Several users reported to encounter "Error 804: forward compatibility was attempted on non supported HW" during the usage of some customized PyTorch docker images on our GPU cluster.

At first glance I recognized the culprit to be a version mismatch between installed driver on the host and required driver in the image. The corrupted images as they described were built targeting CUDA == 11.3 with a corresponding driver version == 465 ¹, while some of our hosts are shipped with driver version 460. As a solution I told them to downgrade the targeting CUDA version by choosing a base image such as nvidia/cuda:11.2.0-devel-ubuntu18.04, which indeed well solved the problem.

But later on I suspected the above hypothesis being the real cause. An observed counterexample was that another line of docker images targeting even higher CUDA version would run normally on those hosts, for example, the latest ghcr.io/pytorch/pytorch:2.0.0-devel built for CUDA == 11.7. This won’t be the case if CUDA version mismatch truly matters.

Afterwards I did a bit of research concerning the problem and learnt some interesting stuff which this post is going to share. In short, the recently released minor version compatibility allows applications built for newer CUDA to run on machines with some older drivers, but libnvidia-container doesn’t correcly handle it due to a bug and eventually leads to such an error.
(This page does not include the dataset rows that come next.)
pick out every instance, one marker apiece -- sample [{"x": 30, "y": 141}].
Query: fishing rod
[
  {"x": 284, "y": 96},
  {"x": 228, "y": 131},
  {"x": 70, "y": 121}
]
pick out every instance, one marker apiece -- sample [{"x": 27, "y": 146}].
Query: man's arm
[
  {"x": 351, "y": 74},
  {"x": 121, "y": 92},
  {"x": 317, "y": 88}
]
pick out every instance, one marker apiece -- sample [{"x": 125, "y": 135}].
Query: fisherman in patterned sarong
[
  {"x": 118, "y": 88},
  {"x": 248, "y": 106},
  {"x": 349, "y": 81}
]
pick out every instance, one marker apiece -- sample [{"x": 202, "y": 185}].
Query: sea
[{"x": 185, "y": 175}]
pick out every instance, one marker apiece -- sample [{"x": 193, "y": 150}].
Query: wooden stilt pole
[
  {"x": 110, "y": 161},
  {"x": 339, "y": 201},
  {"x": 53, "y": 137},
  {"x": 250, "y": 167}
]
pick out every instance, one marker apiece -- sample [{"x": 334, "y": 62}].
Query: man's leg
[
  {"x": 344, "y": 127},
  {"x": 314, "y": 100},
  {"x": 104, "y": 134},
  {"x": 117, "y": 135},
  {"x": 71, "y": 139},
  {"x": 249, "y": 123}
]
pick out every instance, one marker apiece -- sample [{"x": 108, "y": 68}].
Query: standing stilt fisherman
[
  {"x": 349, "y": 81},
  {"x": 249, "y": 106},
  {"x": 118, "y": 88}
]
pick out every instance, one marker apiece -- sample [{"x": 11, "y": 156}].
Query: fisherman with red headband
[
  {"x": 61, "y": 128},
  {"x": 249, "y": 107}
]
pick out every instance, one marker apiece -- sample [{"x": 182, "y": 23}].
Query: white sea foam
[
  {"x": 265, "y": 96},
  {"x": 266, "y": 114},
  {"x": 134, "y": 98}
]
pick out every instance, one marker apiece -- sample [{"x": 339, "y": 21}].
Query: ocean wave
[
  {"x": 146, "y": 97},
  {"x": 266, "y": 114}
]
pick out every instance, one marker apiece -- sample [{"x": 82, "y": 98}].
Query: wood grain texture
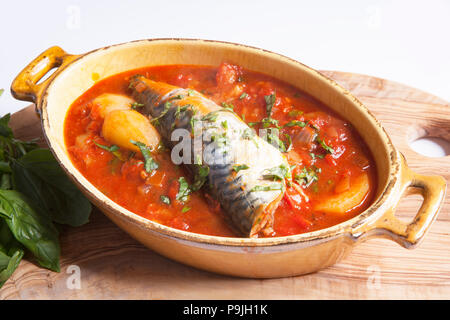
[{"x": 115, "y": 266}]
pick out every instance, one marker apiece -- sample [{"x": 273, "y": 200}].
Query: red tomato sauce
[{"x": 318, "y": 176}]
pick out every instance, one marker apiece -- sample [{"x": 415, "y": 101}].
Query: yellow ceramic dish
[{"x": 256, "y": 258}]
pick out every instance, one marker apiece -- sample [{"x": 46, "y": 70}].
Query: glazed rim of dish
[{"x": 99, "y": 199}]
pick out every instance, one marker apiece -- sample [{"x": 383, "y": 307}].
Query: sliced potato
[
  {"x": 347, "y": 200},
  {"x": 108, "y": 102},
  {"x": 121, "y": 126}
]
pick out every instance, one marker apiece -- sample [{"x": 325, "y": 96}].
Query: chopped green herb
[
  {"x": 177, "y": 97},
  {"x": 167, "y": 106},
  {"x": 307, "y": 176},
  {"x": 210, "y": 117},
  {"x": 295, "y": 113},
  {"x": 136, "y": 105},
  {"x": 220, "y": 139},
  {"x": 272, "y": 187},
  {"x": 267, "y": 122},
  {"x": 239, "y": 167},
  {"x": 111, "y": 149},
  {"x": 327, "y": 148},
  {"x": 243, "y": 96},
  {"x": 200, "y": 177},
  {"x": 165, "y": 199},
  {"x": 228, "y": 105},
  {"x": 149, "y": 163},
  {"x": 270, "y": 101},
  {"x": 277, "y": 173},
  {"x": 314, "y": 156},
  {"x": 248, "y": 133},
  {"x": 183, "y": 191},
  {"x": 294, "y": 123},
  {"x": 289, "y": 142},
  {"x": 272, "y": 138}
]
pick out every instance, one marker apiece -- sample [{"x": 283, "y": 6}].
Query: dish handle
[
  {"x": 409, "y": 235},
  {"x": 26, "y": 85}
]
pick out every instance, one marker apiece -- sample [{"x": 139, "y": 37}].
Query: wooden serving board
[{"x": 112, "y": 265}]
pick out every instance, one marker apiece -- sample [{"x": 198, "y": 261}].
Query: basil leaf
[
  {"x": 240, "y": 167},
  {"x": 8, "y": 264},
  {"x": 35, "y": 232},
  {"x": 5, "y": 130},
  {"x": 275, "y": 186},
  {"x": 40, "y": 178},
  {"x": 11, "y": 252}
]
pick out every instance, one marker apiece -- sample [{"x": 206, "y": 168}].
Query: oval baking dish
[{"x": 245, "y": 257}]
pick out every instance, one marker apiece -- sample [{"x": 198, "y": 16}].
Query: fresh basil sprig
[{"x": 35, "y": 193}]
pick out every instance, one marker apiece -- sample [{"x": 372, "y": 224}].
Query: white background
[{"x": 404, "y": 41}]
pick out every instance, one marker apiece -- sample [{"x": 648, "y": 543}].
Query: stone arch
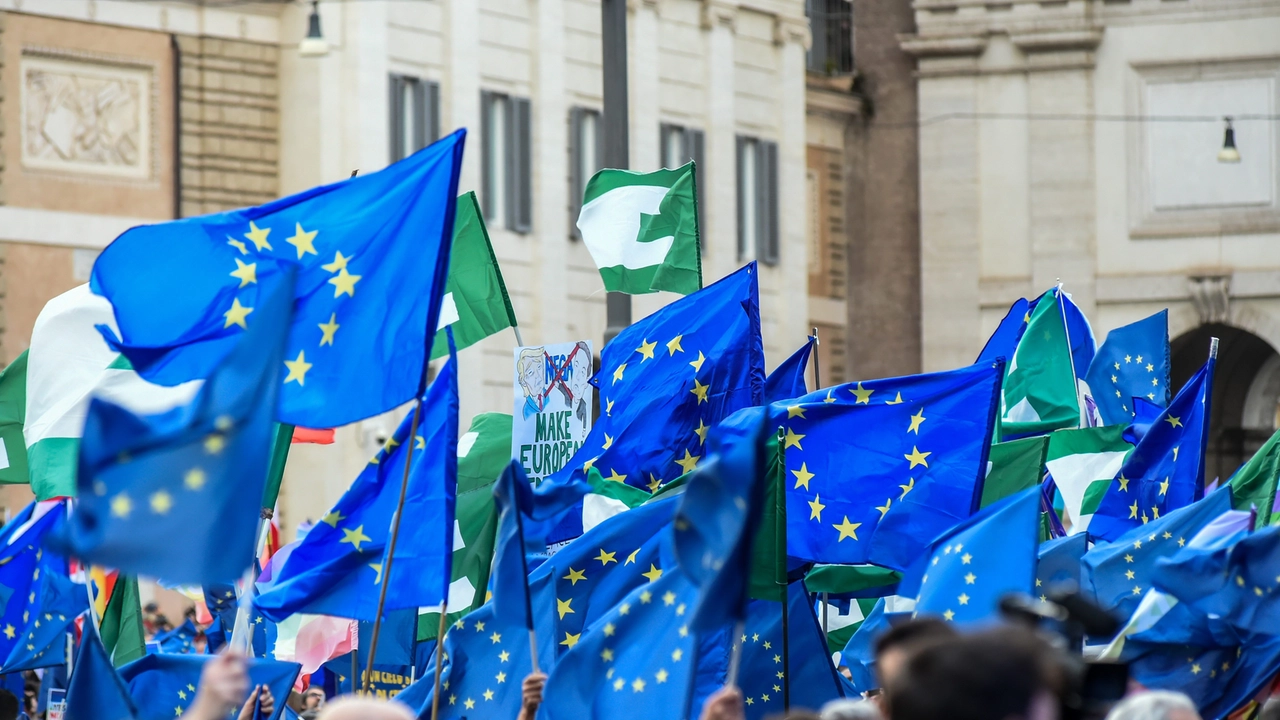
[{"x": 1246, "y": 383}]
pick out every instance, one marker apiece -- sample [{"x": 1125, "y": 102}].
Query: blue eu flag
[
  {"x": 718, "y": 516},
  {"x": 96, "y": 691},
  {"x": 636, "y": 661},
  {"x": 1166, "y": 469},
  {"x": 371, "y": 254},
  {"x": 40, "y": 600},
  {"x": 786, "y": 381},
  {"x": 668, "y": 378},
  {"x": 337, "y": 569},
  {"x": 1004, "y": 341},
  {"x": 1133, "y": 361},
  {"x": 878, "y": 469},
  {"x": 1237, "y": 578},
  {"x": 1119, "y": 573},
  {"x": 972, "y": 566},
  {"x": 195, "y": 473},
  {"x": 164, "y": 686}
]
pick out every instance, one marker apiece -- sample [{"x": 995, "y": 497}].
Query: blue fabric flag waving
[
  {"x": 371, "y": 253},
  {"x": 337, "y": 569},
  {"x": 972, "y": 566},
  {"x": 786, "y": 381},
  {"x": 96, "y": 691},
  {"x": 718, "y": 516},
  {"x": 164, "y": 686},
  {"x": 40, "y": 600},
  {"x": 636, "y": 661},
  {"x": 668, "y": 378},
  {"x": 1004, "y": 341},
  {"x": 1133, "y": 361},
  {"x": 1119, "y": 573},
  {"x": 878, "y": 469},
  {"x": 1235, "y": 578},
  {"x": 193, "y": 473},
  {"x": 1166, "y": 469}
]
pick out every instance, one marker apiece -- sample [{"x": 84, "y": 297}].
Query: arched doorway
[{"x": 1246, "y": 404}]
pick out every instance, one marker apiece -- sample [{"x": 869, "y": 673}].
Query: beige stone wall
[{"x": 229, "y": 124}]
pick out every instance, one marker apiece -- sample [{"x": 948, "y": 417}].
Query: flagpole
[
  {"x": 391, "y": 543},
  {"x": 439, "y": 654}
]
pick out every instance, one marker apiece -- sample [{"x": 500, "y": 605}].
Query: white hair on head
[
  {"x": 1155, "y": 705},
  {"x": 850, "y": 710}
]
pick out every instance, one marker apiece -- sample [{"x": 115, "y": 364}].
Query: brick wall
[{"x": 229, "y": 124}]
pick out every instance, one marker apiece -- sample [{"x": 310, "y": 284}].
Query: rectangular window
[
  {"x": 415, "y": 115},
  {"x": 506, "y": 167},
  {"x": 681, "y": 145},
  {"x": 586, "y": 156},
  {"x": 757, "y": 200}
]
Towards thorough comprehension, this post will first introduce the constitution of CUDA components, following with the compatibility policy of different components, and finally unravel the bug and devise a workaround for it. But before diving deep, I’ll give two Dockerfile samples to illustrate the problem.

Reproduction Samples

The host reported as problematic has 8x GeForce RTX 3090 with driver version 460.67 and CUDA 11.2. Here is an image with torch == 1.12.1 built for CUDA 11.3 and fails on the host:

FROM nvidia/cuda:11.3.0-cudnn8-devel-ubuntu20.04
RUN apt update -y && apt install -y python3 python3-pip
RUN pip install torch==1.12.1+cu113 --extra-index-url https://download.pytorch.org/whl/cu113
ENTRYPOINT ["python", "-c", "import torch; print(torch.rand(2, 3).cuda())"]
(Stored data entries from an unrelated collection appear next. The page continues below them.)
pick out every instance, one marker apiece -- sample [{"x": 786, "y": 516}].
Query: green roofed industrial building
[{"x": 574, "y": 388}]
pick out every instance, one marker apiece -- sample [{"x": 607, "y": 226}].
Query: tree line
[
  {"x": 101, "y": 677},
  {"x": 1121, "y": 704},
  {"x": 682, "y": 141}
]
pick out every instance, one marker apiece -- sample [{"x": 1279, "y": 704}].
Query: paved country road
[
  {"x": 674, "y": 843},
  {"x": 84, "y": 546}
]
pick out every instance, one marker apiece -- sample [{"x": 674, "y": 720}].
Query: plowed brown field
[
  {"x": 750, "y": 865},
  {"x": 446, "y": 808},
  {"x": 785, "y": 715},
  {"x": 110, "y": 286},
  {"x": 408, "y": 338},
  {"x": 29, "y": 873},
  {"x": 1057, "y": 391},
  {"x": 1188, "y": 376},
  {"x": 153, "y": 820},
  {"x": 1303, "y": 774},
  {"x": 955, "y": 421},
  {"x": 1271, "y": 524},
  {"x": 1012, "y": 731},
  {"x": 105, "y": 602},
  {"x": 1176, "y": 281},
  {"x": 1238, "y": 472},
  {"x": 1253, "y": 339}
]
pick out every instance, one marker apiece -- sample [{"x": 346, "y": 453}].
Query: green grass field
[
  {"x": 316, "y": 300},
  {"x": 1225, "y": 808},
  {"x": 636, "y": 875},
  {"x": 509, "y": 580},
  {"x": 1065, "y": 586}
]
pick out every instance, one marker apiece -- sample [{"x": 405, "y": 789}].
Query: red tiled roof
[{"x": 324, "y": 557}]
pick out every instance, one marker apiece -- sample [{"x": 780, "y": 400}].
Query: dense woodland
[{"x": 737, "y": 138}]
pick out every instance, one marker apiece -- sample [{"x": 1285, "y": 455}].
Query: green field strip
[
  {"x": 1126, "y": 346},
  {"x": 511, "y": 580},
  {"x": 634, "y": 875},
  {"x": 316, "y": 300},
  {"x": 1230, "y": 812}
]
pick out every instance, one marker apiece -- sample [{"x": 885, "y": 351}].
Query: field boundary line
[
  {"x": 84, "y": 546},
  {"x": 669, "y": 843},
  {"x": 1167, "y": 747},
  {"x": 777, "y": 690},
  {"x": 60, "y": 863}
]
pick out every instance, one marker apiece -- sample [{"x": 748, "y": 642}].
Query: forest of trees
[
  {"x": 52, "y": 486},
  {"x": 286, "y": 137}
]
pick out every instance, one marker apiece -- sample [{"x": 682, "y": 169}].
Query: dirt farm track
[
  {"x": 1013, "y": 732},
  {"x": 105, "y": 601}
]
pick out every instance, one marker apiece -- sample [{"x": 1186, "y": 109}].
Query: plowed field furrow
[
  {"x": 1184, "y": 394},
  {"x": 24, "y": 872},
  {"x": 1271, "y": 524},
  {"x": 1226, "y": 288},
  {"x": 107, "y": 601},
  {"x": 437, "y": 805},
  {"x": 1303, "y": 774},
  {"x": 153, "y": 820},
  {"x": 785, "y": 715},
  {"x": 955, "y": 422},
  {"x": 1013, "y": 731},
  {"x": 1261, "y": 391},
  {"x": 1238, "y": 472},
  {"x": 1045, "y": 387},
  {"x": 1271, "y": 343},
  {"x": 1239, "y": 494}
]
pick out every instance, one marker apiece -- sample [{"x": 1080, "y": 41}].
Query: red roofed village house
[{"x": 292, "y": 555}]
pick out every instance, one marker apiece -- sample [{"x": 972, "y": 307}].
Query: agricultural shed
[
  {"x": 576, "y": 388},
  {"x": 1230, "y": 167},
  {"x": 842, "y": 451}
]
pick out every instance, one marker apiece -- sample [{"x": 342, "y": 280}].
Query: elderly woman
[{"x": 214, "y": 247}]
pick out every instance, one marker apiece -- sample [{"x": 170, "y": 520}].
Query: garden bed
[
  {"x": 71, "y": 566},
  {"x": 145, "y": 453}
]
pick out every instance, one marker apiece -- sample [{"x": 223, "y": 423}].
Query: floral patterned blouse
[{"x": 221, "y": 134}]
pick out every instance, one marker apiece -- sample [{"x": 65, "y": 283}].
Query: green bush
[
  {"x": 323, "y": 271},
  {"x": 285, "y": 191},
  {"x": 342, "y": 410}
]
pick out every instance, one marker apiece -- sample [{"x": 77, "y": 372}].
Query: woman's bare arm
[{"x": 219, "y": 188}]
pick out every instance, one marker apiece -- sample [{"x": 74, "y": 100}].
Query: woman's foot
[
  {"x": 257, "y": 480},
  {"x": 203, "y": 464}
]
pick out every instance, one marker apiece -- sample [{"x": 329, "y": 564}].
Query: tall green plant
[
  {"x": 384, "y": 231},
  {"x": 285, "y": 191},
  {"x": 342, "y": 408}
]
By contrast below is an image with torch == 2.0.0 built for CUDA 11.7 and runs normally:

FROM ghcr.io/pytorch/pytorch:2.0.0-devel
ENTRYPOINT ["python", "-c", "import torch; print(torch.rand(2, 3).cuda())"]

For convenience I also write a Makefile to combine the process of building and running either image:

good:
      docker build -t good -< Dockerfile_good
      docker run --gpus='"device=0"' --rm -it good
bad:
      docker build -t bad -< Dockerfile_bad
      docker run --gpus='"device=0"' --rm -it bad

With the Makefile you can run make good or make bad to see respective results:

$ make good
tensor([[0.1245, 0.2403, 0.9967],
        [0.5950, 0.1597, 0.1985]], device='cuda:0')
$ make bad
<string>:1: UserWarning: Failed to initialize NumPy: numpy.core.multiarray failed to import (Triggered internally at  ../torch/csrc/utils/tensor_numpy.cpp:68.)
Traceback (most recent call last):
  File "<string>", line 1, in <module>
  File "/usr/local/lib/python3.8/dist-packages/torch/cuda/__init__.py", line 217, in _lazy_init
    torch._C._cuda_init()
RuntimeError: Unexpected error from cudaGetDeviceCount(). Did you run some cuda functions before calling NumCudaDevices() that might have already set an error? Error 804: forward compatibility was attempted on non supported HW
make: *** [bad] Error 1

We start off touring from the constitution of CUDA.

Components of CUDA

When talked about the term “CUDA”, two concepts “CUDA Toolkit” and “NVIDIA Display Drivers” are usually mixed up. This figure ² illustrates their distinction as well as the cascading relationship:

Components of CUDA

The driver at low level bridges the communication between softwares and underlying NVIDIA hardwares. The toolkit instead lies at a higher level to provide convenience for easy GPU programming.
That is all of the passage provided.